There's some good info, there, Taxico and thanks for posting it. Welcome aboard the forum, too!


----------



## taxico (Jun 16, 2008)

after much waiting (8 days), the watch is here! the older SBCW005-5M45 kinetic flightmaster.

this is my third seiko (i'm normally a mechanical swiss freak) and replaces my SLT095-8F56 milemarker (too heavy) and is also my first titanium time piece.

because i'm away from home (and will be for the next few years), i don't have any watch winders with me; so this quartz will probably end up as my daily beater!

the dial is very nicely checkered and looks unique in the light. i can't capture it because i don't have a manual focus camera.

the lume is wonderfully bright for a nearly decade old watch and the "tick" isn't too loud.

still trying to get used to the weird kinetic rotor and the "S" at the end of the second hand.

some thoughts after owning it that's different from what i expected from research:

the checkered dial is a lot more detailed and differently presented than in pictures.

the bezel is actually half-chromed titanium that reflects into a black-esque color.

the pointed "arrow" end of the second hand is outlined in white, not shiny stainless steel.


----------



## DMP (Jun 6, 2008)

ya lucky dog - that's the beastie I was hoping to find!
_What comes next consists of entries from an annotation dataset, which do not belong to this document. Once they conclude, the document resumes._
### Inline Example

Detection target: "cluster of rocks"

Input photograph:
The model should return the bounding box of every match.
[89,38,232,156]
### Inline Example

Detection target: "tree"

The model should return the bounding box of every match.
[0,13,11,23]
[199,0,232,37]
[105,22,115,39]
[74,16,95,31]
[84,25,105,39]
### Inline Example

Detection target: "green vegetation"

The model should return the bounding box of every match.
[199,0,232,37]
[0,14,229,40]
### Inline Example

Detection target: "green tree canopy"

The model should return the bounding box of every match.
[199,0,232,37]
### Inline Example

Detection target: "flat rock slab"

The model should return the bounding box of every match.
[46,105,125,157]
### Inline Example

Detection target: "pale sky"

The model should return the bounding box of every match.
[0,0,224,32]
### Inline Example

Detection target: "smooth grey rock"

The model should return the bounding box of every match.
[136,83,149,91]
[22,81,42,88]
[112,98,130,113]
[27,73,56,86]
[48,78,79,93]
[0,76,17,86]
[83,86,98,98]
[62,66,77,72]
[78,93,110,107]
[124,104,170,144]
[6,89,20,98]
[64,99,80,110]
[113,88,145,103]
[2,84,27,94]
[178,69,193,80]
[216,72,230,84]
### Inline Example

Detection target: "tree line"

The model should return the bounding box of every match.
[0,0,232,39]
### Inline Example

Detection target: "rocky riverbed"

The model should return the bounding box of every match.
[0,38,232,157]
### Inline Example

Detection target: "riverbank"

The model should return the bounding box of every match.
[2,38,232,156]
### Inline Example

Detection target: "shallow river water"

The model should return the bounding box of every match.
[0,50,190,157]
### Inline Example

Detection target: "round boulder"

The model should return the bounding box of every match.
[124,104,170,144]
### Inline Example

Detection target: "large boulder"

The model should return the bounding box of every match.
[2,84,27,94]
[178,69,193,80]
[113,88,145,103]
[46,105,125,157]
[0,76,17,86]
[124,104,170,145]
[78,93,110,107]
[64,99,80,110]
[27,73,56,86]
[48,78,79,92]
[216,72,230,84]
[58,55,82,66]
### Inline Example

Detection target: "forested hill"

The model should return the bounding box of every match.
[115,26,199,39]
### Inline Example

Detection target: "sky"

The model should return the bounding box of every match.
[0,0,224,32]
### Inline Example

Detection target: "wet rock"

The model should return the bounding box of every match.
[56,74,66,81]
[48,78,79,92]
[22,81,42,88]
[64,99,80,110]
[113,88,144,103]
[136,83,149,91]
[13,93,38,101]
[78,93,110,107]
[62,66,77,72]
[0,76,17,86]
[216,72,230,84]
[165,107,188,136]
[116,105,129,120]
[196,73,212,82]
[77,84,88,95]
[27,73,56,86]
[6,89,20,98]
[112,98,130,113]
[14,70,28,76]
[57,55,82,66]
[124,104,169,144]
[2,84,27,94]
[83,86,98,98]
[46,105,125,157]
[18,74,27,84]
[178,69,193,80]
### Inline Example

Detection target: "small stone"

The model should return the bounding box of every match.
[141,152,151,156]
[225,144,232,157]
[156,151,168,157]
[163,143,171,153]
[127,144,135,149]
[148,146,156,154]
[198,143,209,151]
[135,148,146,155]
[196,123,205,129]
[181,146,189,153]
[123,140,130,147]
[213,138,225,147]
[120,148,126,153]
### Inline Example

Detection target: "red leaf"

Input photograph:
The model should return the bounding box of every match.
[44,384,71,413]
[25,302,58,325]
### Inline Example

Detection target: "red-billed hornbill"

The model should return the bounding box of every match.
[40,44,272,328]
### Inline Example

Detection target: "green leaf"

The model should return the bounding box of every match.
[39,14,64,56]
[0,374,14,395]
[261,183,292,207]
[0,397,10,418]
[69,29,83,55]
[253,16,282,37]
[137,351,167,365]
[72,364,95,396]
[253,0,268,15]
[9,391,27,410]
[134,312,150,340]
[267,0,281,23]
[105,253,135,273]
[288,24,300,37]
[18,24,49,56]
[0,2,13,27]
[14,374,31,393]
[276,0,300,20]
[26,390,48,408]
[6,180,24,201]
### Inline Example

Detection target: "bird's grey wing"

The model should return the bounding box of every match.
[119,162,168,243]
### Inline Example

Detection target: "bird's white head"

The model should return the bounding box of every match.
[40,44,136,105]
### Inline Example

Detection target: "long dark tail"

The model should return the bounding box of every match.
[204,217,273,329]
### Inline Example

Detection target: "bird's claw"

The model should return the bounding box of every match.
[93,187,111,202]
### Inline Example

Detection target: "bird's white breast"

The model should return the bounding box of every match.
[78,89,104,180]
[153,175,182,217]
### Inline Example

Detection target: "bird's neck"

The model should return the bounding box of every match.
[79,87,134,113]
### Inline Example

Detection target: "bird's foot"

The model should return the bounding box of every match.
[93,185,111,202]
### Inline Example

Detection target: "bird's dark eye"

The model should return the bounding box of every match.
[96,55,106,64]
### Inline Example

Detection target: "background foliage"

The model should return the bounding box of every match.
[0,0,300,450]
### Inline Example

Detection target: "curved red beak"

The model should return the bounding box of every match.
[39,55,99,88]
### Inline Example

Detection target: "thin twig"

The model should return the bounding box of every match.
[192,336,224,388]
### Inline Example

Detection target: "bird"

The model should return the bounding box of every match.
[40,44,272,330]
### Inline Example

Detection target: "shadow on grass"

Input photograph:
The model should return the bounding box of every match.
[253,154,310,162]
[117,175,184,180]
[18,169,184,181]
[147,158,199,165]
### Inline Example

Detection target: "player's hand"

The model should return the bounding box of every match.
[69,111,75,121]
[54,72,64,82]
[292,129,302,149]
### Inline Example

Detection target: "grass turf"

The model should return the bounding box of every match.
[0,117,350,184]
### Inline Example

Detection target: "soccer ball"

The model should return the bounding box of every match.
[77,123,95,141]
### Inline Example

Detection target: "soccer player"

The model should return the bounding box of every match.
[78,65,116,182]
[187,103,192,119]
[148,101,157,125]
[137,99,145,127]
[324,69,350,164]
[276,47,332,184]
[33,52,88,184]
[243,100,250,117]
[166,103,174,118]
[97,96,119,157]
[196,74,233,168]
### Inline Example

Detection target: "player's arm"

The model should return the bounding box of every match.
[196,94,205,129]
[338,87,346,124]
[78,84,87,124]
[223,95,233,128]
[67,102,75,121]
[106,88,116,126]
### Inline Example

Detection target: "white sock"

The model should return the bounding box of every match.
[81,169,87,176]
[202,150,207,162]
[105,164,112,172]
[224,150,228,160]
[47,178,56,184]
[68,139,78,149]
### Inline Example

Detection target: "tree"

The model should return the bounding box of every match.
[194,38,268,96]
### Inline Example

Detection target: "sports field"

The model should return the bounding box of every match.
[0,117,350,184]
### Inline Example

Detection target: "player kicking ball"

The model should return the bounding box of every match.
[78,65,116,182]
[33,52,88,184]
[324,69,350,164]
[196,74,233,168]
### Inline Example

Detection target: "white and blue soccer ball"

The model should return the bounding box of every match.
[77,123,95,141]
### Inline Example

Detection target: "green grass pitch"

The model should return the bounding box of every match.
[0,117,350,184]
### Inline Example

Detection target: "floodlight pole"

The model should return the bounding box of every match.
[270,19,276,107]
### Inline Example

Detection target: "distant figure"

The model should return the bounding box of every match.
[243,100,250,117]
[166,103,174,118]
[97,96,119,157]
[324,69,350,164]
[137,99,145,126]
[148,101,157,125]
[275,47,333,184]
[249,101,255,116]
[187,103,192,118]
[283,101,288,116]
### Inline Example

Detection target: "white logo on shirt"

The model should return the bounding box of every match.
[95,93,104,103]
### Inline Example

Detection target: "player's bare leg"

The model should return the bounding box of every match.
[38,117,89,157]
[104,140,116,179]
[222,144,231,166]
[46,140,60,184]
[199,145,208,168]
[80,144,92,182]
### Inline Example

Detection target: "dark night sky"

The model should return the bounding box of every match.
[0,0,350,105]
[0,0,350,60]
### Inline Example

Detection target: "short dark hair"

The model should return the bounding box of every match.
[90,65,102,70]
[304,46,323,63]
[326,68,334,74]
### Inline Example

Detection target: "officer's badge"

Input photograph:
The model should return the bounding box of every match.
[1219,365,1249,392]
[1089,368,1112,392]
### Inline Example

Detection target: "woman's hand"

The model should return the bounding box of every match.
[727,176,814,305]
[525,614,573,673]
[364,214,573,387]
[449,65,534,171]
Enjoy in good health mate.


----------



## berni29 (Jul 7, 2008)

Hi

I also came to Seiko from the Rolex GMT II (which I still own but will be selling).

I originally wanted a flightmaster SBDW011 like yourself, but then discovered the one piece titanium SBCW003 and SBCW007 (see links below) which are in my opinion fantastic watches and enough to make me jettison the Rolex. They are hard to find though.

http://www.ittc.ku.edu/~jgauch/watch/diver...tz/SBDW011.html

http://www.ittc.ku.edu/~jgauch/watch/diver...tz/SBCW007.html

http://www.ittc.ku.edu/~jgauch/watch/diver...tz/SBCW003.html

All the best

Berni


----------



## DMP (Jun 6, 2008)

Good luck with your hunting, Berni, and if you find a SBDW011 lying around feeling lonely, please let me know!

Cheers

Dave


----------



## Mikertroid (Jul 14, 2008)

Got a Flightmaster GMT with the newer motor from Higuchi about 18 months ago.

Have to report it's been superb in the most testing of environments.

I get admiring comments from friends who know their watches and have spent far more than me.

I reckon It gains about a second a month, maybe less. Truly superb.


----------



## Alexus (Apr 9, 2003)

DMP said:


> just found a nice photo of one:


That 24 hour chapter ring is great....this watch goes on my list to buy.


----------



## Mikertroid (Jul 14, 2008)

Okay, I'll mention the only negative aspect:

the 24 hr scale on the face is practically unreadable, so you're looking at 2 time-zones not 3 (If you use the bezel to show you UTC). Personally, I'll leave the 12 hr hand on UTC and flick the bezel to give me local time.


----------